Thanks. The problem was learning rate. I reduced my learning rate and now the optimization is working. I will share the result under this post for reference.
My other question is : What **loss_fgd_fpn_0 to loss_fgd_fpn_4*** I mean is loss_fgd_fpn_0 Lat and loss_fgd_fpn_4 is Lfocal?

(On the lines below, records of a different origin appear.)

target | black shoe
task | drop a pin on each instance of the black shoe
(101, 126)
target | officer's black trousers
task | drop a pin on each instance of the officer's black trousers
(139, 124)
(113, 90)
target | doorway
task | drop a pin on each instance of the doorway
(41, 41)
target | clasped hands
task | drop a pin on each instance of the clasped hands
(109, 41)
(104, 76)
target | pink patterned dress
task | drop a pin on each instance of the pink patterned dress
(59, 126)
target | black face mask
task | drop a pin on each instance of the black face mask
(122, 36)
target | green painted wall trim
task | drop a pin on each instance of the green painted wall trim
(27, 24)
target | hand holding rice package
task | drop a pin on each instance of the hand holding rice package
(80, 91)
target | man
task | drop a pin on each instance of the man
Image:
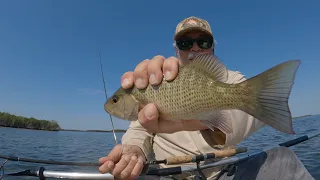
(167, 138)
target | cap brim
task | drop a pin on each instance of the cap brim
(182, 32)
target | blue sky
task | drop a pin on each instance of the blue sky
(49, 64)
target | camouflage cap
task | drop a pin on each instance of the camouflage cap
(192, 23)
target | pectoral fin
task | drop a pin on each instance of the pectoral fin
(221, 120)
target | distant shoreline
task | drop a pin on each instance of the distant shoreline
(302, 116)
(12, 121)
(76, 130)
(71, 130)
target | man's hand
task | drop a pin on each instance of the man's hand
(123, 162)
(152, 71)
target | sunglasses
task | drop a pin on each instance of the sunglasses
(186, 44)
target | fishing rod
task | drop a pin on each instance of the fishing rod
(42, 173)
(105, 92)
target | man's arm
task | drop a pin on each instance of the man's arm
(139, 136)
(243, 124)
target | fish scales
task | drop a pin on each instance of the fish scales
(199, 92)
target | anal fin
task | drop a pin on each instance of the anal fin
(221, 120)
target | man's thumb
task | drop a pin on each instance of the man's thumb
(114, 155)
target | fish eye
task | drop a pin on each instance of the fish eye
(115, 99)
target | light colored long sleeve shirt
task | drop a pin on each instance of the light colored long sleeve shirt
(194, 142)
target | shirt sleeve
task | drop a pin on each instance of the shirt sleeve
(139, 136)
(243, 124)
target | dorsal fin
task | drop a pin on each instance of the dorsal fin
(211, 65)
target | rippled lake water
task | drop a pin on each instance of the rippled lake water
(90, 146)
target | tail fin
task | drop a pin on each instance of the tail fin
(270, 92)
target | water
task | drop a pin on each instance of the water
(90, 146)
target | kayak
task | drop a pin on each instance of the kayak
(234, 165)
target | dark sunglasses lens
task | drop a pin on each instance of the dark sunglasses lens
(205, 43)
(184, 44)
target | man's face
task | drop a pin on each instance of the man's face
(190, 49)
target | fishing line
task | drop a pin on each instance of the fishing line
(105, 92)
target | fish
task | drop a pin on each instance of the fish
(200, 92)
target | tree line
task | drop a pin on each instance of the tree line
(10, 120)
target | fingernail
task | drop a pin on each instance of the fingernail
(133, 158)
(125, 82)
(148, 113)
(110, 165)
(168, 75)
(153, 79)
(139, 82)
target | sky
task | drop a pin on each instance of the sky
(49, 62)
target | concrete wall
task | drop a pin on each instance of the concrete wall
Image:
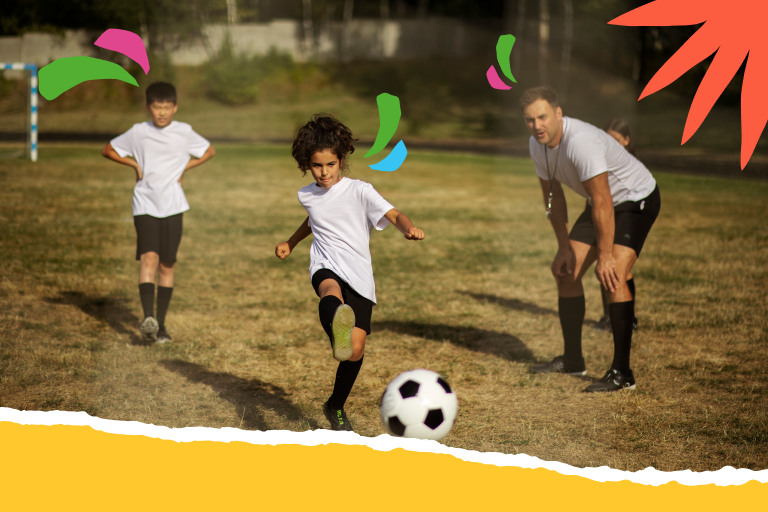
(362, 39)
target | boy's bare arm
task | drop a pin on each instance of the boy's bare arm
(109, 152)
(194, 162)
(404, 224)
(283, 249)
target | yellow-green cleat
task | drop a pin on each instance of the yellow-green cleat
(343, 323)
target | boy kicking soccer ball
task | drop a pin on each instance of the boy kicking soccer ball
(342, 212)
(162, 150)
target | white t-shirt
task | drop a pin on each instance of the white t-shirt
(588, 151)
(162, 154)
(341, 219)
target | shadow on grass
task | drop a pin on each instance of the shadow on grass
(517, 305)
(249, 396)
(104, 309)
(499, 344)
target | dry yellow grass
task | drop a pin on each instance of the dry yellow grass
(474, 301)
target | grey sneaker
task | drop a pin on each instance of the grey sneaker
(560, 365)
(163, 336)
(337, 417)
(343, 323)
(613, 380)
(149, 329)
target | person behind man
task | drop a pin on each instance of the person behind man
(623, 202)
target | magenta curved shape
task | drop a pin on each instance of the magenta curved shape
(495, 81)
(127, 43)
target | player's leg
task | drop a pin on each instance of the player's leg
(571, 309)
(622, 311)
(147, 253)
(632, 228)
(170, 239)
(164, 294)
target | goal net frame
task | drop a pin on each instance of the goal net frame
(31, 104)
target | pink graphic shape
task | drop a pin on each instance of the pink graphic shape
(495, 81)
(127, 43)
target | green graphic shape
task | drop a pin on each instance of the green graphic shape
(389, 119)
(63, 74)
(503, 52)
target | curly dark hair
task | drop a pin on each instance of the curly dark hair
(322, 132)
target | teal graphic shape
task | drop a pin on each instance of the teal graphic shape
(389, 119)
(63, 74)
(503, 53)
(393, 161)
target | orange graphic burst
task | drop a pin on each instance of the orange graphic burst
(733, 29)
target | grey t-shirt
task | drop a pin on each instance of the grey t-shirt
(586, 151)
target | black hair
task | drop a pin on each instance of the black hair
(322, 132)
(619, 125)
(161, 92)
(542, 92)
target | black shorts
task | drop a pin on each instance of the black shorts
(362, 307)
(633, 222)
(162, 236)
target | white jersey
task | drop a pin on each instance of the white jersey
(586, 151)
(342, 218)
(162, 154)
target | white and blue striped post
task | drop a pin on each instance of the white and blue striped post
(32, 119)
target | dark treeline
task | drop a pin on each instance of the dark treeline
(560, 31)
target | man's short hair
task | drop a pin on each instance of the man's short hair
(542, 92)
(161, 92)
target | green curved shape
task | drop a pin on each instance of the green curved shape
(389, 119)
(63, 74)
(503, 52)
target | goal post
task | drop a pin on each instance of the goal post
(31, 104)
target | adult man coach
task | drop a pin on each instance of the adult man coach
(623, 201)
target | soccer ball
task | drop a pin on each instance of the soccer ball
(420, 404)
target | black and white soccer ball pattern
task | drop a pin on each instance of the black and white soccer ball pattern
(420, 404)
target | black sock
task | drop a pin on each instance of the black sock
(631, 286)
(572, 310)
(622, 316)
(604, 296)
(328, 306)
(147, 294)
(346, 375)
(163, 301)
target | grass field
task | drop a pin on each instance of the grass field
(474, 301)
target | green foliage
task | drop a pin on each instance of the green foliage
(236, 79)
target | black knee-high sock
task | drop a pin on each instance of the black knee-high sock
(328, 306)
(147, 294)
(571, 311)
(346, 375)
(604, 296)
(163, 301)
(622, 316)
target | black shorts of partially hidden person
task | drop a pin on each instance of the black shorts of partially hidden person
(634, 220)
(161, 236)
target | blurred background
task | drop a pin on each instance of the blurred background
(254, 70)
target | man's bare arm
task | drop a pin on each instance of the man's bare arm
(599, 192)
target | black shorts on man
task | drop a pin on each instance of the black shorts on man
(159, 235)
(362, 307)
(633, 220)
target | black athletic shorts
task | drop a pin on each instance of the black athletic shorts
(362, 307)
(633, 222)
(162, 236)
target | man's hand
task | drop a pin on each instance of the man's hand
(414, 233)
(282, 250)
(607, 273)
(563, 265)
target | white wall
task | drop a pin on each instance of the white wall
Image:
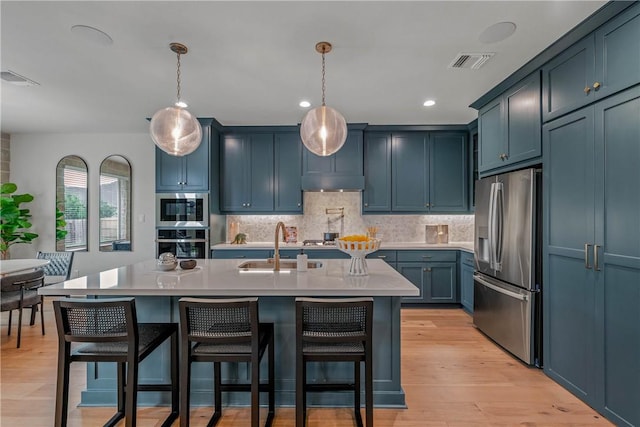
(33, 168)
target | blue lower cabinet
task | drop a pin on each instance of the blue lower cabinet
(466, 281)
(433, 272)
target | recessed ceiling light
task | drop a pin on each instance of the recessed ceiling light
(92, 35)
(497, 32)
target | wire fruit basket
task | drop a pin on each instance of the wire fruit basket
(358, 250)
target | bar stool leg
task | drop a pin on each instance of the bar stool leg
(368, 384)
(121, 384)
(131, 393)
(356, 393)
(217, 393)
(272, 386)
(62, 387)
(175, 375)
(255, 391)
(300, 386)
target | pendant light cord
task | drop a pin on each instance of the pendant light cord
(178, 75)
(323, 86)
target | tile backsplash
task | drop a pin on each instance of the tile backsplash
(315, 221)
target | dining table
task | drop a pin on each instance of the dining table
(9, 266)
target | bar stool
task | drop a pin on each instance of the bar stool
(226, 330)
(334, 330)
(108, 331)
(18, 291)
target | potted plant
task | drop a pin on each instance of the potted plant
(14, 220)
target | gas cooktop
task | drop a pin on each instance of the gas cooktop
(318, 243)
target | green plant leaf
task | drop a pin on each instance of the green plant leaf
(8, 188)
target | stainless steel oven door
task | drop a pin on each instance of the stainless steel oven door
(184, 248)
(182, 210)
(506, 313)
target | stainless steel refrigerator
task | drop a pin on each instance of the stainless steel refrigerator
(507, 282)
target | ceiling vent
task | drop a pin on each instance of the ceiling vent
(471, 61)
(16, 79)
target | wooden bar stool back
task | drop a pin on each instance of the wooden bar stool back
(334, 330)
(226, 330)
(106, 330)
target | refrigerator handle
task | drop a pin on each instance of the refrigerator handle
(499, 213)
(501, 290)
(492, 226)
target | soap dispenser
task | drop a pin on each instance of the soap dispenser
(301, 261)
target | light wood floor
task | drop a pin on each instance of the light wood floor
(451, 373)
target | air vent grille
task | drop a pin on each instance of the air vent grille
(471, 61)
(16, 79)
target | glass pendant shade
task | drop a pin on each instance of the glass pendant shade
(323, 131)
(175, 131)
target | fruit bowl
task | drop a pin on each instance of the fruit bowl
(358, 247)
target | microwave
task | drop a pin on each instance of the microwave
(182, 209)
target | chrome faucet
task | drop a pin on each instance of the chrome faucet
(276, 243)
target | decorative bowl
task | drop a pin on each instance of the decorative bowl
(188, 264)
(358, 250)
(166, 266)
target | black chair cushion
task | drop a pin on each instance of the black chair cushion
(148, 334)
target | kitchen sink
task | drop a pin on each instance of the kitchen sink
(267, 265)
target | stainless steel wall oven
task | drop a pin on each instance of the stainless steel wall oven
(183, 242)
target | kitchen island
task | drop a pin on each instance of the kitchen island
(157, 294)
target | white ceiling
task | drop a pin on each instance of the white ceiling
(250, 63)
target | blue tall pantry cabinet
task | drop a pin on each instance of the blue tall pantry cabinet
(592, 254)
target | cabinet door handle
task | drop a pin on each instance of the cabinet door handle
(586, 256)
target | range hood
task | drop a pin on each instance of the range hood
(332, 182)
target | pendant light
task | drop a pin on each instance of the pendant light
(323, 129)
(173, 129)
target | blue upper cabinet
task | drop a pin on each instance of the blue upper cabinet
(288, 173)
(247, 173)
(448, 183)
(599, 65)
(187, 173)
(428, 172)
(260, 171)
(376, 196)
(410, 172)
(342, 170)
(509, 129)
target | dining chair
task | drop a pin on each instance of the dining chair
(334, 330)
(106, 330)
(59, 267)
(19, 291)
(226, 330)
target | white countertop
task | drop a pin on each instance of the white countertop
(466, 246)
(218, 277)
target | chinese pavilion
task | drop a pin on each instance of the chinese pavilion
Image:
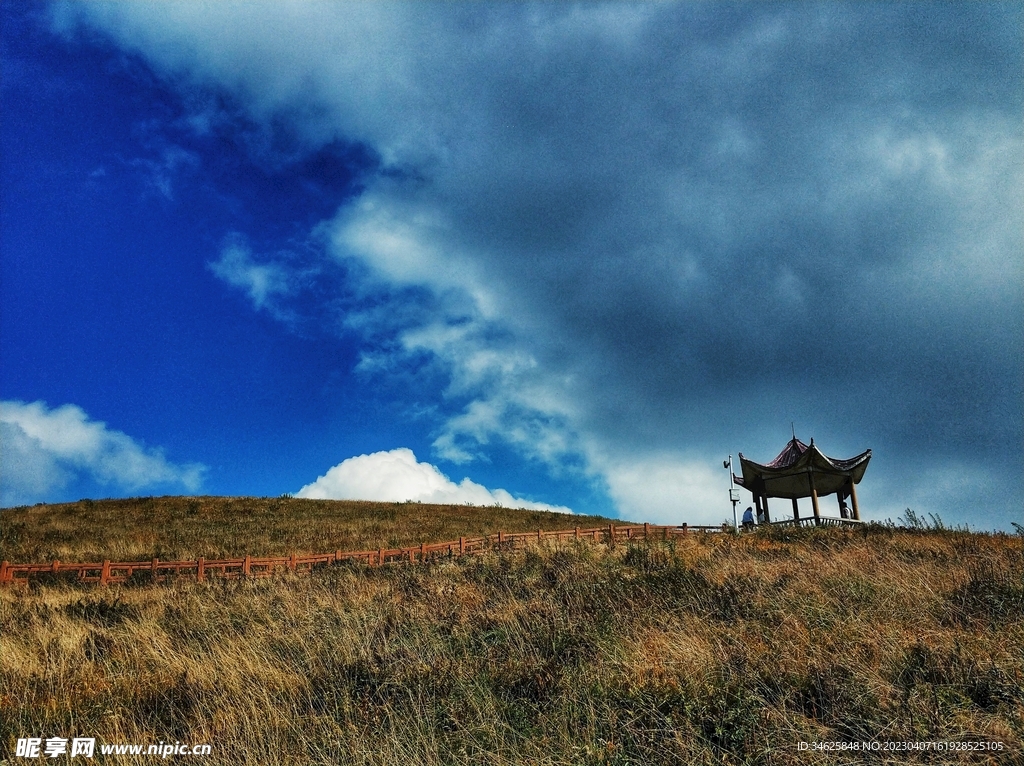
(804, 471)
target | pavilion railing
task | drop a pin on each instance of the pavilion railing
(816, 521)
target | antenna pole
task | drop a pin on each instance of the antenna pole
(733, 495)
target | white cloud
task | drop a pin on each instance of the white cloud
(45, 450)
(636, 208)
(398, 476)
(669, 488)
(263, 283)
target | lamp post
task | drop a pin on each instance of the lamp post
(733, 493)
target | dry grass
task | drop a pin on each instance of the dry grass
(705, 650)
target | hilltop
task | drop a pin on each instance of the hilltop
(214, 526)
(707, 649)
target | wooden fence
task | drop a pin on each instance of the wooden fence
(107, 571)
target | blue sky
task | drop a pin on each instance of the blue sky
(570, 255)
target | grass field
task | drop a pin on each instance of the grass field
(709, 649)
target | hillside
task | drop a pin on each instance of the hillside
(708, 649)
(187, 527)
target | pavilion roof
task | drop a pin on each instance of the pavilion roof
(800, 466)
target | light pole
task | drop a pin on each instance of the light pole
(733, 493)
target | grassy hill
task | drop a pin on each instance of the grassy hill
(710, 649)
(176, 527)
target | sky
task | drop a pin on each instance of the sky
(557, 255)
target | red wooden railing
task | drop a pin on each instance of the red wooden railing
(107, 571)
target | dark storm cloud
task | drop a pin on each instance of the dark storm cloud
(681, 226)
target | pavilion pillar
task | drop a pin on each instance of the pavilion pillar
(814, 500)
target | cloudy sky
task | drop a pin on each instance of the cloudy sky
(566, 255)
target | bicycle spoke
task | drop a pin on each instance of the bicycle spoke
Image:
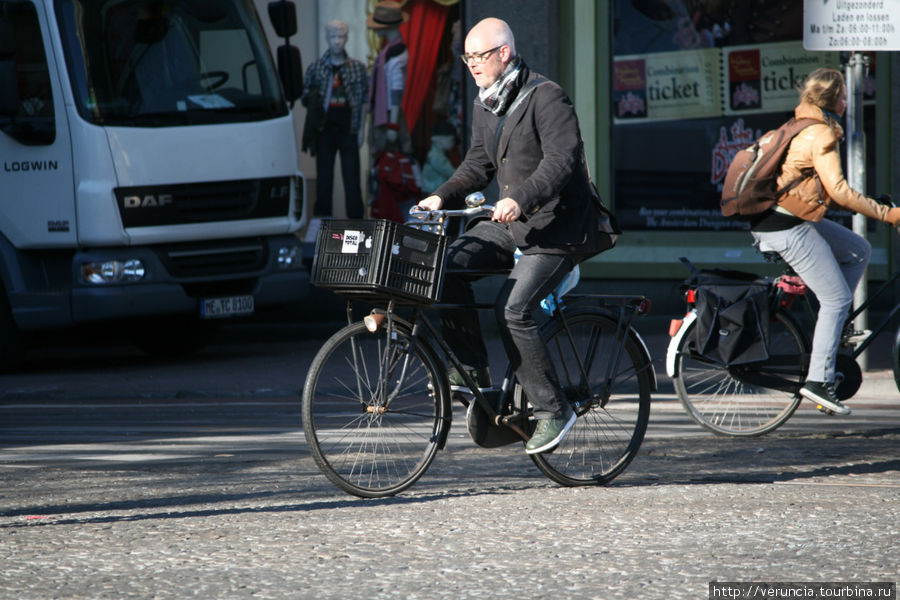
(388, 438)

I am using fgd_retina_r101_fpn_2x_distill_retina_r50_fpn_2x_coco.py to distill Retinanet-r101 (Using my own CoCo formatted) with mAP 0.75 but my Retinanet-r50 mAP significantly drops to 0.58. I am using SGD with same parameters set in orignal config. Training stops with loss_cls around 2.5 after 20 epoch:
"epoch": 20, "iter": 200, "lr": 0.001, "memory": 5598, "data_time": 0.03356, "loss_cls": 0.25744, "loss_bbox": 0.19824, "loss_fgd_fpn_4": 2.68374, "loss_fgd_fpn_3": 2.18955, "loss_fgd_fpn_2": 0.43481, "loss_fgd_fpn_1": 1.17425, "loss_fgd_fpn_0": 4.25011, "loss": 11.18815, "grad_norm": 53.40476, "time": 0.65314 "bbox_mAP": 0.561
"epoch": 21, "iter": 200, "lr": 0.001, "memory": 5598, "data_time": 0.02153, "loss_cls": 0.26974, "loss_bbox": 0.21168, "loss_fgd_fpn_4": 2.03119, "loss_fgd_fpn_3": 1.96431, "loss_fgd_fpn_2": 0.43961, "loss_fgd_fpn_1": 1.17302, "loss_fgd_fpn_0": 4.24643, "loss": 10.33597, "grad_norm": 43.16615, "time": 0.60769} "bbox_mAP": 0.571,
"epoch": 22, "iter": 200, "lr": 0.001, "memory": 5598, "data_time": 0.02091, "loss_cls": 0.25263, "loss_bbox": 0.19929, "loss_fgd_fpn_4": 1.99079, "loss_fgd_fpn_3": 1.83311, "loss_fgd_fpn_2": 0.42802, "loss_fgd_fpn_1": 1.14707, "loss_fgd_fpn_0": 4.15834, "loss": 10.00925, "grad_norm": 46.78779, "time": 0.62421 bbox_mAP": 0.578,
"epoch": 23, "iter": 200, "lr": 0.0001, "memory": 5598, "data_time": 0.01811, "loss_cls": 0.25804, "loss_bbox": 0.20361, "loss_fgd_fpn_4": 1.42493, "loss_fgd_fpn_3": 1.68207, "loss_fgd_fpn_2": 0.41495, "loss_fgd_fpn_1": 1.12626, "loss_fgd_fpn_0": 4.09925, "loss": 9.20911, "grad_norm": 20.09985, "time": 0.60161 "bbox_mAP": 0.577,
"epoch": 24, "iter": 200, "lr": 0.0001, "memory": 5598, "data_time": 0.01983, "loss_cls": 0.25139, "loss_bbox": 0.1968, "loss_fgd_fpn_4": 1.32875, "loss_fgd_fpn_3": 1.57256, "loss_fgd_fpn_2": 0.41188, "loss_fgd_fpn_1": 1.11039, "loss_fgd_fpn_0": 4.06505, "loss": 8.93682, "grad_norm": 19.73, "time": 0.62296} "bbox_mAP": 0.581,
Is this happening because I am distilling only using my fine tuning data? If not what can be the problem?